Hacker News new | ask | show | jobs
by nicholas-cc 597 days ago
Hertz-dev is a base model, meaning it's just trained to predict the next token of audio. If your prompt is an old male voice with a British accent, the model will most likely continue speaking in an old male voice with a British accent. Being a base model, hertz-dev is easily finetunable for specific tasks - it would be a simple change to add manual configurations for the gender/age/accent.
2 comments

I assume this mirroring is due to symmetry being more typical than not among the training data, and if instead trained with contrived diversity (e.g., males only conversing with females) then the output of the base model would follow suit without pulling any levers?

It's interesting to think about what complete diversity (i.e., no tendencies toward homogeneous conversation partners whatsoever among training data) would yield, given that it's trying to deliver whatever is most probable.

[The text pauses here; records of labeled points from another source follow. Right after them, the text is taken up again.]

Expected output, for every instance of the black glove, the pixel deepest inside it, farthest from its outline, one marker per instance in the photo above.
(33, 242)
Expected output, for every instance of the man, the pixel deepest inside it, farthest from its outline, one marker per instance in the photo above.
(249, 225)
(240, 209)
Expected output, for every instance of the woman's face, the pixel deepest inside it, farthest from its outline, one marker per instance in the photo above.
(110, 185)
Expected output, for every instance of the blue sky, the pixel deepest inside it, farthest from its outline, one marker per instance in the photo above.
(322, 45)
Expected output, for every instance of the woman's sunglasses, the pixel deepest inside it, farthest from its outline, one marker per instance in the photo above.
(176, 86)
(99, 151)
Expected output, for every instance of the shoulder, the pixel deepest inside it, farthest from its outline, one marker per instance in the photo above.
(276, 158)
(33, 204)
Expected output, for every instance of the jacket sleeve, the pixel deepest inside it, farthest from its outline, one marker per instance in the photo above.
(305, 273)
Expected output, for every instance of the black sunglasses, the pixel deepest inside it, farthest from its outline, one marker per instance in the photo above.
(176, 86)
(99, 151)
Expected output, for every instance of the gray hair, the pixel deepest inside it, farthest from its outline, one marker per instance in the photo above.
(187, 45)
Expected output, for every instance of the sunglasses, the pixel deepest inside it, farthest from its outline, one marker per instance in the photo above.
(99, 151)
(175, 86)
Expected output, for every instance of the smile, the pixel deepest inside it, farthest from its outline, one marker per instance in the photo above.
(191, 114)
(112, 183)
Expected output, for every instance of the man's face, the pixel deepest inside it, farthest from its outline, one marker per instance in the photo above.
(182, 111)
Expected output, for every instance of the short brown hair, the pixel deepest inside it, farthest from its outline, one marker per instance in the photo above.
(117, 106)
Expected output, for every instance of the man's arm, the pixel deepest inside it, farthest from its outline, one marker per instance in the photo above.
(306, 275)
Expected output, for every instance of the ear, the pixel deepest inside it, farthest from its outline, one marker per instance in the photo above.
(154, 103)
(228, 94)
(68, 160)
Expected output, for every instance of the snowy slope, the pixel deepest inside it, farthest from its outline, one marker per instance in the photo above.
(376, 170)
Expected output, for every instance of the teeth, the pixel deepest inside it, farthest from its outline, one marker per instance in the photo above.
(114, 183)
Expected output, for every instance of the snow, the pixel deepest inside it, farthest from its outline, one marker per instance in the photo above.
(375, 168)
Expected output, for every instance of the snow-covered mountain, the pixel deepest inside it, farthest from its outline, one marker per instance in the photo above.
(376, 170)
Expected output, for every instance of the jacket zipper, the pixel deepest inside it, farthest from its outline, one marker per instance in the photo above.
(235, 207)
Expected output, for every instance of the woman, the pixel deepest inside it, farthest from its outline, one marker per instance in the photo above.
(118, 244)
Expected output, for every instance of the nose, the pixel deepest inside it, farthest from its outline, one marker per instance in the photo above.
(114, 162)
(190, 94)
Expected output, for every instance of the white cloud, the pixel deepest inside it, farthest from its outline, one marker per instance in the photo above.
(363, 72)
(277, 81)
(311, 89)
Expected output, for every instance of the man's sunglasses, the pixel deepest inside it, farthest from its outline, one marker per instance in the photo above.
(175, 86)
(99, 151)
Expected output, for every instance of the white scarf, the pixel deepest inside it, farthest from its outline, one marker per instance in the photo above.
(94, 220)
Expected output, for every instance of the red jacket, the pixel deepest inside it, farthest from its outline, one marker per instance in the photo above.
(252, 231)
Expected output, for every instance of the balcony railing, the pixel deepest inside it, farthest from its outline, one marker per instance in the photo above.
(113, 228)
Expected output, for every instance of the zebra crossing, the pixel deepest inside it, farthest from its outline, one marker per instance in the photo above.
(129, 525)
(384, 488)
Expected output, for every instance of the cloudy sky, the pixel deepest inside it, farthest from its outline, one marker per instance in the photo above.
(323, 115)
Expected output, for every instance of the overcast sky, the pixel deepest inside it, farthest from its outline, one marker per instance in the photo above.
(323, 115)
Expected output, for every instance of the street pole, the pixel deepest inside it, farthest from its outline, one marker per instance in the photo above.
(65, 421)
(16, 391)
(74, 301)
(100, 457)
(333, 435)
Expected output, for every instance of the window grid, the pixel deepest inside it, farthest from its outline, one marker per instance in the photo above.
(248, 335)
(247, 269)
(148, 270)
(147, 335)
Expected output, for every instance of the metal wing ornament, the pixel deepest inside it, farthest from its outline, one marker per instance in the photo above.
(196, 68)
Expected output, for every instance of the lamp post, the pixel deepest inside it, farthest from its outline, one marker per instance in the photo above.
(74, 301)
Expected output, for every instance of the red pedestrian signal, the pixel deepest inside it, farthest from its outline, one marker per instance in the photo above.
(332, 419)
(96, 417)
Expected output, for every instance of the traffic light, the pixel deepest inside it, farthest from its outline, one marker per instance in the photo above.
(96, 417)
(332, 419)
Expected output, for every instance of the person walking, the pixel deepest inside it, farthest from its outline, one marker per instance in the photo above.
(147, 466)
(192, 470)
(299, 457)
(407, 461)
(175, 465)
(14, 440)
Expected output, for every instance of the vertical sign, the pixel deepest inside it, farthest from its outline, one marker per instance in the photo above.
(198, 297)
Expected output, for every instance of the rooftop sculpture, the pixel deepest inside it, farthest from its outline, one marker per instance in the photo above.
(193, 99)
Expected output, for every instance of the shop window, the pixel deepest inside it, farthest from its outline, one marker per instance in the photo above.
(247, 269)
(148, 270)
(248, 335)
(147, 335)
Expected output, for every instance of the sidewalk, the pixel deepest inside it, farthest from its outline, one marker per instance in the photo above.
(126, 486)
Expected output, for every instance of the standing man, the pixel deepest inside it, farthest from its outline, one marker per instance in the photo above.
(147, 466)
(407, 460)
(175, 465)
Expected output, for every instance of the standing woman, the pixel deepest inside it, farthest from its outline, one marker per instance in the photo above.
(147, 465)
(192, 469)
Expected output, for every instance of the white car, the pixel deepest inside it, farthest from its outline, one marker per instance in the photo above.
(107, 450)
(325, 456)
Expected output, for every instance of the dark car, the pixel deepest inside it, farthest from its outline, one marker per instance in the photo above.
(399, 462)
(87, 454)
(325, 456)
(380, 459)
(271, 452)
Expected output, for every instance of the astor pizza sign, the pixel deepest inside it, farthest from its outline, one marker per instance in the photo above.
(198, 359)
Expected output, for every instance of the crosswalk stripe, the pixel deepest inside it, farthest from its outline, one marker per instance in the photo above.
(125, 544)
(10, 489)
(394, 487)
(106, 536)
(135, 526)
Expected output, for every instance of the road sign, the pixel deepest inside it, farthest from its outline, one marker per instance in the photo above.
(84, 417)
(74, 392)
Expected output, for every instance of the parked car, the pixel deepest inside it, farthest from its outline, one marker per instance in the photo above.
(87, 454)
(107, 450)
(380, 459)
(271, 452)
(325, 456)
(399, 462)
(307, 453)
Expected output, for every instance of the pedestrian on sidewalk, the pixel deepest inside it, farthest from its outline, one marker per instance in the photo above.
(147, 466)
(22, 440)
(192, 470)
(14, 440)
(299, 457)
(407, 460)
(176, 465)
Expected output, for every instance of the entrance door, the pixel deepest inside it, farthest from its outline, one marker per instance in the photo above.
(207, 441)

I'm interested to hear more detail about approaches to adding manual controls for speaker characteristics or emotion or other things you might want to vary. What techniques do you have in mind?
I’ll jump in here - as a former new englander, the cheerful helping tone of all modern voice llms infuriates me. And the slow speed. And the over explanations. ChatGPT advanced can be induced to talk more quickly, less sycophantically and if I like in a not-bad regional accent; essentially I want it to mirror my tone better. But those inducements don’t stick between sessions.

On the technical side having some sort of continuation or summarization loop on seems interesting to me as a product feature. It’s not enough to build a company off of though. But it would be nice.